Action recognition task involves the identification of different actions from videos where the action may or may not be performed throughout the entire duration of the video. Classifying actions (jumping, picking, playing etc) in still images has been solved with a high accuracy using Deep Convolutional Networks. However, for action recognition in videos, there exists only limited work with poor accuracy. Action recognition from videos requires capturing context from the whole video rather than just capturing information from each frame as compared to an image.
We aim to extend the existing model of Deep Convolutional Neural Network used for classifying action in still images. Relevant work already exists for the same which uses stacked frames for input to CNN, but the results are poor. So, to improve upon this architecture, we implement a new architecture for action recognition in videos which is based on the human visual system. This architecture is based on the human visual cortex system which uses two-streams to detect and recognise motion:
- Ventral Stream: used for performing object recognition
- Dorsal Stream: used for recognising motion The author’s architecture involves two separate recognition streams - spatial and temporal. Spatial Stream performs action recognition in still frames which extracted from the video. Temporal Stream recognises action from motion using dense optical flow.
We can decompose a video into two components i.e. spatial and temporal. Each of the two streams are implemented using deep CNN:
- Spatial Stream ConvNet: Spatial Stream carries information about the objects and scene in the video-in RGB format. This network operates on individual frames extracted from the video at some sampling rate.
- Temporal Stream ConvNet: Temporal Stream carries information about the movement of the of the object(or the camera) in the scene (refer Fig. 2) i.e. the direction of the object. The input fed to this model, is formed by stacking multiple optical flow displacement images between consecutive video frames.
We are using the famous dataset called UCF101 for our project. UCF101 is a dataset of human actions.We extracted 1. UCF101 have 101 classes which are divided into five types: - Human-Object Interaction - Body-Motion Only - Human-Human Interaction - Playing Musical Instruments - Sports The dataset consists of realistic user-uploaded videos containing cluttered background and camera motion. It gives the largest diversity in terms of actions and with the presence of large variations in camera motion, cluttered background, illumination conditions. We created our own UCF10 Dataset, which basically include 2K total videos and 200 videos of each class. Train and test data list is present in Data folder. which were extracted from UCF101 for our project.

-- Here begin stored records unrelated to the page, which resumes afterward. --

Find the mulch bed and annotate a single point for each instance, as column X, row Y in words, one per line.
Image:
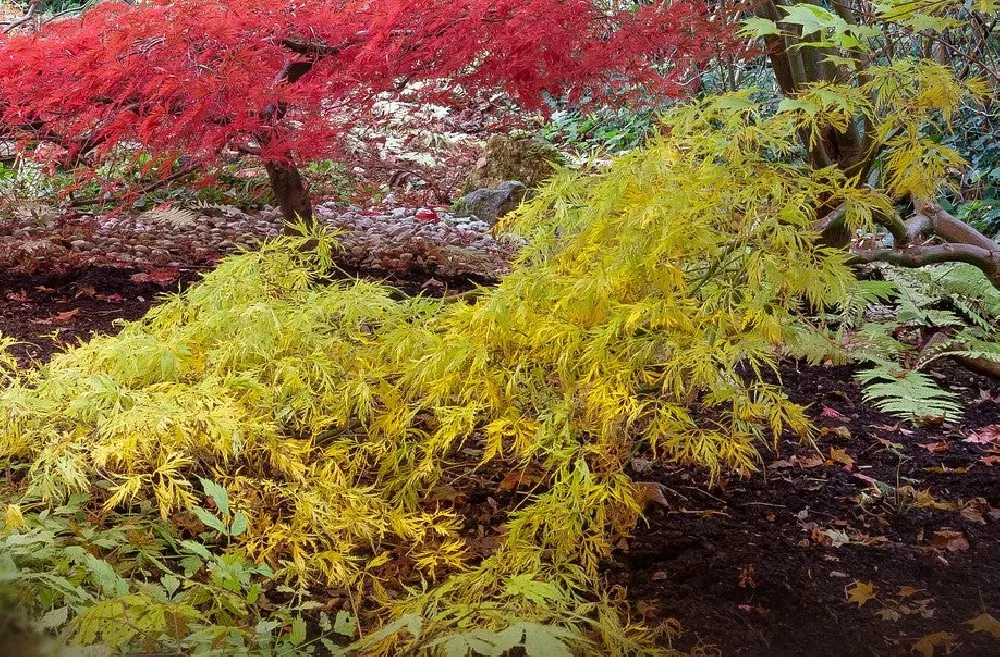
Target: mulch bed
column 763, row 565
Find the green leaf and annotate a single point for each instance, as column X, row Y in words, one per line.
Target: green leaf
column 53, row 619
column 170, row 583
column 542, row 641
column 210, row 521
column 191, row 564
column 345, row 624
column 533, row 590
column 813, row 18
column 218, row 495
column 197, row 548
column 757, row 27
column 266, row 627
column 795, row 104
column 240, row 524
column 104, row 575
column 298, row 633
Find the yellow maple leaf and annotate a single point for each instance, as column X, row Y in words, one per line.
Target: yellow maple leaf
column 860, row 593
column 986, row 624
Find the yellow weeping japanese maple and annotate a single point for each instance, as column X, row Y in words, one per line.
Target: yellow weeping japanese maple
column 650, row 302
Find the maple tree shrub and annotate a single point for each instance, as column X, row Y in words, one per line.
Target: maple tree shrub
column 194, row 81
column 330, row 413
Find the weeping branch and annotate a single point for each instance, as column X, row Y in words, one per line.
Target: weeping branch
column 961, row 243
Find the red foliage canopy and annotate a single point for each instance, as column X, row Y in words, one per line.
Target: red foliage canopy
column 198, row 77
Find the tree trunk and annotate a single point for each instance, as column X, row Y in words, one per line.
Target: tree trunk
column 292, row 193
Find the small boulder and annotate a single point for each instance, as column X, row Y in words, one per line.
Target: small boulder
column 490, row 204
column 516, row 156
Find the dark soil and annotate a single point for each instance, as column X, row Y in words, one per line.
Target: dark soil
column 48, row 311
column 755, row 566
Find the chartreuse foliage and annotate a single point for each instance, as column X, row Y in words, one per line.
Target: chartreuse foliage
column 317, row 416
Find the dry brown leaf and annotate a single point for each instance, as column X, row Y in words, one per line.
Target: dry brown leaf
column 926, row 645
column 949, row 539
column 888, row 614
column 58, row 318
column 986, row 624
column 832, row 413
column 975, row 510
column 860, row 592
column 842, row 457
column 935, row 447
column 985, row 435
column 835, row 432
column 516, row 480
column 650, row 492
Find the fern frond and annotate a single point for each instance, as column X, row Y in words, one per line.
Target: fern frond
column 908, row 393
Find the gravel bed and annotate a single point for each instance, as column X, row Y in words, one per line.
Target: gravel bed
column 399, row 240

The motivation is to capture both, the spatial feature of the video as well as Temporal ones. For example, To classify either the action being performed by a person in the video is archery or playing basketball, Our spatial network captures the still-frame information about the action being performed. Basically it’s doing classification task on frame of video. Temporal network tries to distinguish the action using motion in the video. For this motion we are using segmentation based optical flow in both, horizontal and vertical directions. Both the models uses ResNet34 as the underlying network.